Living a High-Roller Lifestyle
You will find legitimate handicappers and honest sports services creating a living exploring games and then giving out the plays, and perhaps even gambling on those picks themselves. Each one of them puts in massive numbers of hours. This is especially true for bona fide sports solutions that really do care about their clients, which are few and far between. If you see ads (or worse,”reality television” shows or videos) with douchebags posing with elaborate automobiles surrounded by pretty women, or fanning substantial wads of money — run in the opposite direction. They’re all crooks. Shit stains. Scum. Each of them. Here is the truth: Actual sports handicappers do not call attention to themselves. Real sports handicappers do not throw around $100 bills like confetti, nor hang out in Las Vegas nightclubs. Real sports handicappers work their asses off since that’s what it takes to win in the enterprise.

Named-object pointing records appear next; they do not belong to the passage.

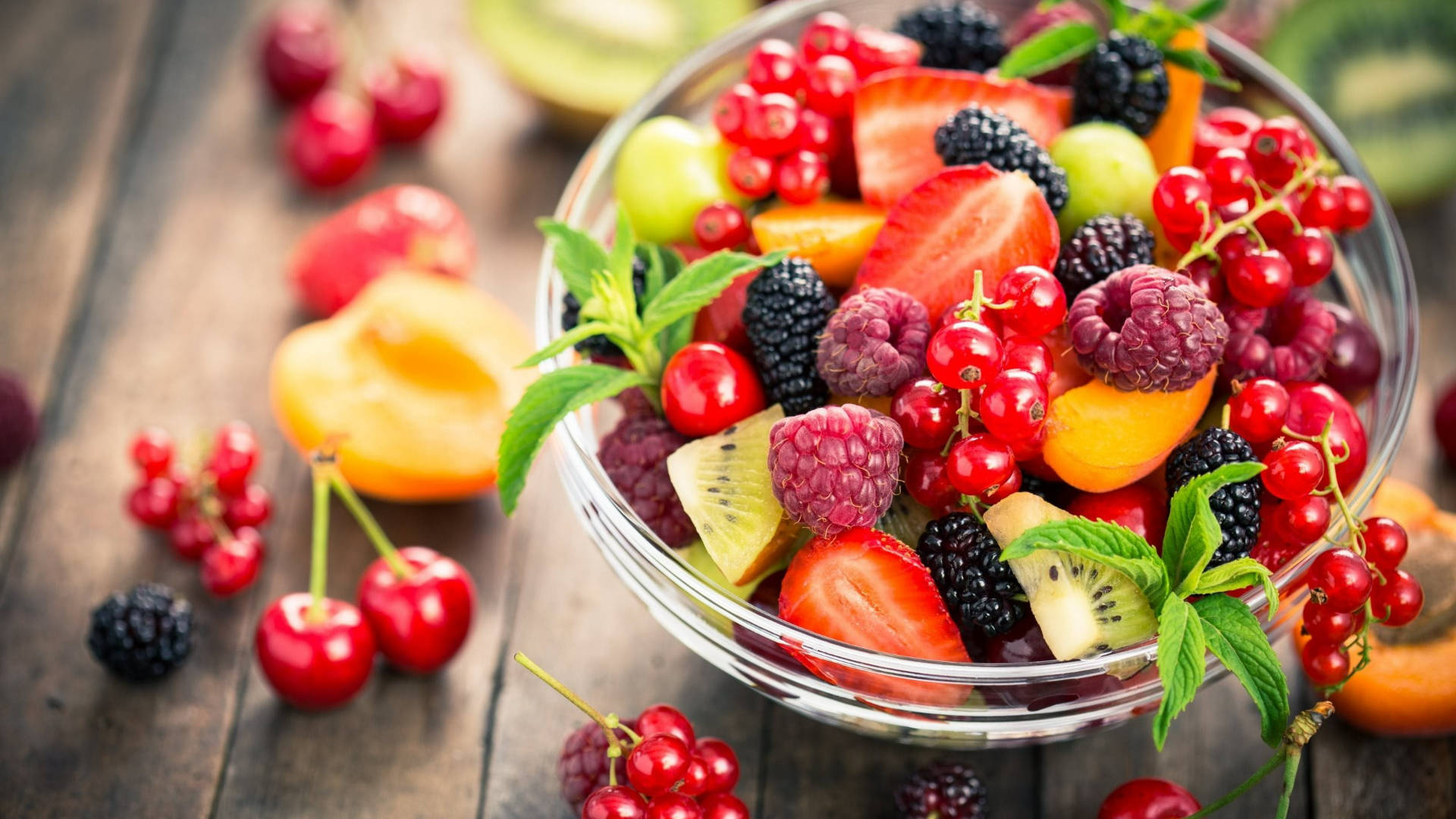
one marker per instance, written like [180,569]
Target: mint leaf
[1193,534]
[1234,634]
[577,257]
[698,284]
[546,401]
[1103,542]
[1049,49]
[1180,662]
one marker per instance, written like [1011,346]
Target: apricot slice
[1103,439]
[835,237]
[417,375]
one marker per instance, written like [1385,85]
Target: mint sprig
[1194,615]
[601,281]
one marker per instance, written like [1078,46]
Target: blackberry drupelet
[954,36]
[965,561]
[142,634]
[599,346]
[1237,506]
[977,134]
[1101,246]
[1123,80]
[785,312]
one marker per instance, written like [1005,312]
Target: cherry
[1398,601]
[965,354]
[615,802]
[925,411]
[408,95]
[708,387]
[1341,577]
[300,52]
[329,140]
[720,226]
[657,763]
[1147,799]
[313,656]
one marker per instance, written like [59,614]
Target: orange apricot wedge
[1103,439]
[417,376]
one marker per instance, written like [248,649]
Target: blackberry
[785,314]
[142,634]
[977,134]
[1101,246]
[954,36]
[601,346]
[977,588]
[946,790]
[1123,80]
[1237,506]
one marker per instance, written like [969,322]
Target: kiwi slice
[727,491]
[1082,607]
[590,60]
[1386,74]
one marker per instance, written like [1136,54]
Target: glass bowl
[908,700]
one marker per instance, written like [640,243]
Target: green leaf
[1103,542]
[545,404]
[577,257]
[1049,49]
[1180,662]
[1193,534]
[698,284]
[1234,634]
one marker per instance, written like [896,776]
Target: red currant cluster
[210,513]
[984,406]
[791,120]
[332,136]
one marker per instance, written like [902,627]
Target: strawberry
[957,222]
[897,112]
[871,591]
[398,228]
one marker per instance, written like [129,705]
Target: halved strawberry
[868,589]
[957,222]
[897,112]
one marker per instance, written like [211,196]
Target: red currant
[979,464]
[1398,601]
[965,354]
[1343,579]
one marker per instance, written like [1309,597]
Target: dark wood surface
[145,221]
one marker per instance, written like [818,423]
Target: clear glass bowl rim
[576,453]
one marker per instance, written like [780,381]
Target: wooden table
[145,221]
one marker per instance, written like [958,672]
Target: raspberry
[635,457]
[785,315]
[1147,330]
[977,588]
[874,343]
[979,134]
[1101,246]
[1237,506]
[946,790]
[836,466]
[956,36]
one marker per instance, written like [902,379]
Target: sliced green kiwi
[590,60]
[727,491]
[1385,72]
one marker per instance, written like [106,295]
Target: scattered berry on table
[142,634]
[1235,506]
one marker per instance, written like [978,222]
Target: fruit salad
[984,340]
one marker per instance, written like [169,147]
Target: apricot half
[1103,439]
[417,375]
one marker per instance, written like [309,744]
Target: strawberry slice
[957,222]
[897,112]
[868,589]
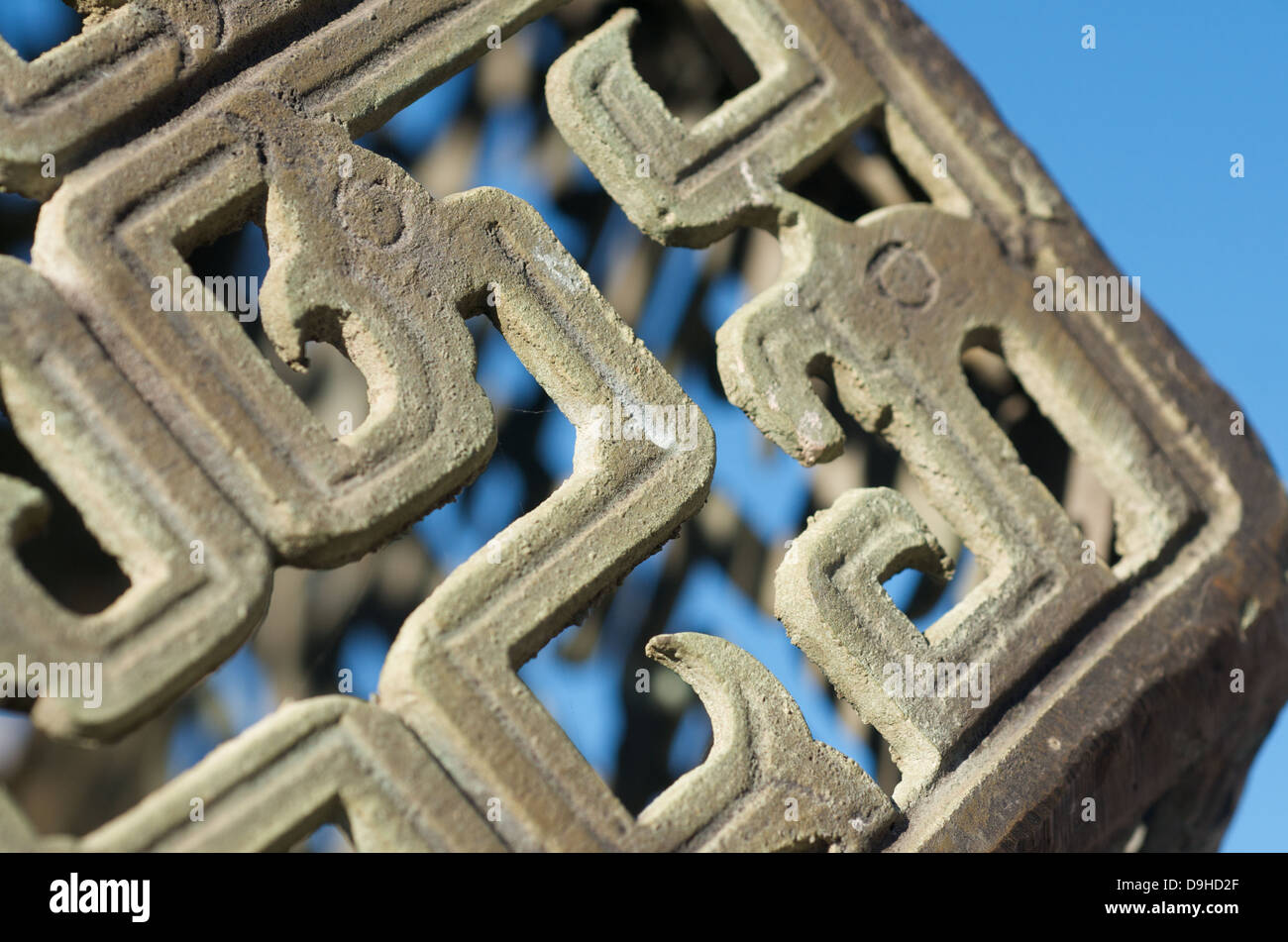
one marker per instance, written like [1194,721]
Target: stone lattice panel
[171,124]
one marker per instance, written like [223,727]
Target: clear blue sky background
[1138,133]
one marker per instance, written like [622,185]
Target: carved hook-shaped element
[828,594]
[690,187]
[767,783]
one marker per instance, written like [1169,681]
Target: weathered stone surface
[1107,682]
[1091,667]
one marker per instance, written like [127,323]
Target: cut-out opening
[691,58]
[1041,447]
[329,838]
[33,27]
[859,175]
[669,725]
[333,387]
[17,224]
[868,461]
[64,556]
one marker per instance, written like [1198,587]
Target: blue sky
[1138,133]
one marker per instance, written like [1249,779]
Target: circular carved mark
[372,211]
[905,274]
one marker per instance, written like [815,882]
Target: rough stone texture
[1108,682]
[1112,683]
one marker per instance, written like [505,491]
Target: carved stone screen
[423,424]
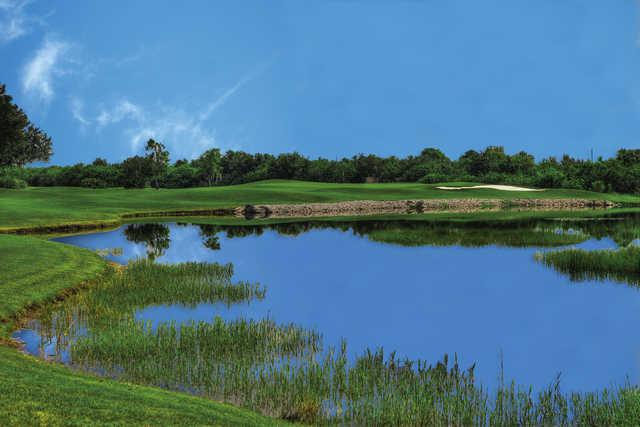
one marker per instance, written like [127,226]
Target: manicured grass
[33,392]
[56,206]
[34,270]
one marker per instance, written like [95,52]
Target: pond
[420,288]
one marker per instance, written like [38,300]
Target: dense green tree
[20,141]
[210,166]
[158,159]
[136,172]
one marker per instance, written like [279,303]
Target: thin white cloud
[185,133]
[123,110]
[222,99]
[179,130]
[13,21]
[76,105]
[39,71]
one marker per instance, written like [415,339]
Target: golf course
[35,272]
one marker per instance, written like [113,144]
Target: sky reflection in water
[421,301]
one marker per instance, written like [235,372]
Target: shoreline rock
[379,207]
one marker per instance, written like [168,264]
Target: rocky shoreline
[379,207]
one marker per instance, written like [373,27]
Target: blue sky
[326,79]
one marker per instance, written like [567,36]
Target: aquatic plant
[621,265]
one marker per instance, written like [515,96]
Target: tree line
[22,143]
[491,165]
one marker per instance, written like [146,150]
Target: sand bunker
[493,187]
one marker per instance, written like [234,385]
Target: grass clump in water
[621,265]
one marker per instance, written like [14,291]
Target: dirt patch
[376,207]
[492,187]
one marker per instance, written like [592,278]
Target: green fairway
[33,392]
[59,206]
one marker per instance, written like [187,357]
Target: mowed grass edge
[35,392]
[41,207]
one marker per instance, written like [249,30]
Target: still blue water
[482,303]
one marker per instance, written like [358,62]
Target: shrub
[434,178]
[13,183]
[93,183]
[599,187]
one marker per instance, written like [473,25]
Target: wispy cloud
[39,71]
[13,21]
[228,93]
[185,133]
[123,110]
[180,130]
[76,105]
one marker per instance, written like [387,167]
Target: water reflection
[423,289]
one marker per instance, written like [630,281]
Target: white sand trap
[492,187]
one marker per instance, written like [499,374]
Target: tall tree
[159,157]
[210,166]
[20,141]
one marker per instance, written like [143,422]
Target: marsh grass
[621,265]
[283,370]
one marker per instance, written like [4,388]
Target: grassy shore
[33,392]
[59,206]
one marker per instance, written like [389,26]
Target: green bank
[34,392]
[59,206]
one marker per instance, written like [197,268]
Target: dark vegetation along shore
[373,207]
[128,372]
[279,370]
[283,370]
[73,209]
[621,265]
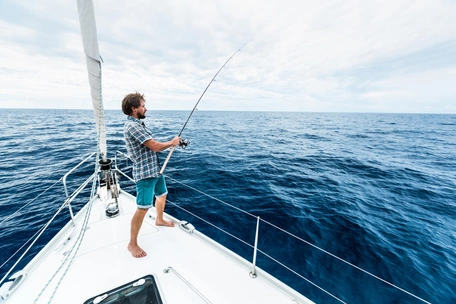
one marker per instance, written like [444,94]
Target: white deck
[103,263]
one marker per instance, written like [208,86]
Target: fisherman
[143,150]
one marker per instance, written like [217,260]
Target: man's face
[141,110]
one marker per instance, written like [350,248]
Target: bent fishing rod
[184,143]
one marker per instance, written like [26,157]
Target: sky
[389,56]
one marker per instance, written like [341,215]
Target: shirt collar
[129,117]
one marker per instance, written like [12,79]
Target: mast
[93,60]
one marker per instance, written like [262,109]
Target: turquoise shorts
[147,188]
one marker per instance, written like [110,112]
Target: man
[143,150]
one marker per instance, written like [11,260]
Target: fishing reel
[184,143]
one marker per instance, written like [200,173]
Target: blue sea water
[376,190]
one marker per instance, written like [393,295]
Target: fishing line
[184,143]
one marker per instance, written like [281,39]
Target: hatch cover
[141,291]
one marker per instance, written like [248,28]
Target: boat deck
[103,263]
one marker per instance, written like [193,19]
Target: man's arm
[157,146]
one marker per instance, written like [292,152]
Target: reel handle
[167,160]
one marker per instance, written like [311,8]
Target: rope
[292,235]
[80,238]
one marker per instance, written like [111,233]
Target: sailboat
[87,261]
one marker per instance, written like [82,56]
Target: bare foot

Touting Just Recent Win-Loss Results
This is a red flag that screams — scam! We see this frequently, especially on print ads and all over social media, including Twitter and Facebook. “We went 8-2 our last 10 plays! Sign up today!” So, the service asserts they went 8-2. So what? I can flip a coin and it might come up 8 heads and two tails (there’s a 3 percent chance of this happening if you flip a coin ten days right now). However, why is the ceremony bragging about only the last ten picks? What occurred the previous 20 picks? Or previous 50 picks? You could be absolutely certain — if the service had enjoyed a longer winning streak, they’d be bragging about it. Truth is, the ceremony may have gone 2-8 the prior week and ended up with a 10-10 overall record. Minus the normal 10 percentage vig in addition to the service’s subscription fee, congratulations — you are well on your way to going broke. All of that matters in sports handicapping in the long term. 1 day, 1 week, or even one month is practically meaningless. Unless a service can provide a legitimate W-L record on a protracted period (at least a year, and preferably several years), they should be avoided regardless of what claims that they make. [One more thought: A trusted service shouldn’t have to constantly brag about themselves — winners become self-evident]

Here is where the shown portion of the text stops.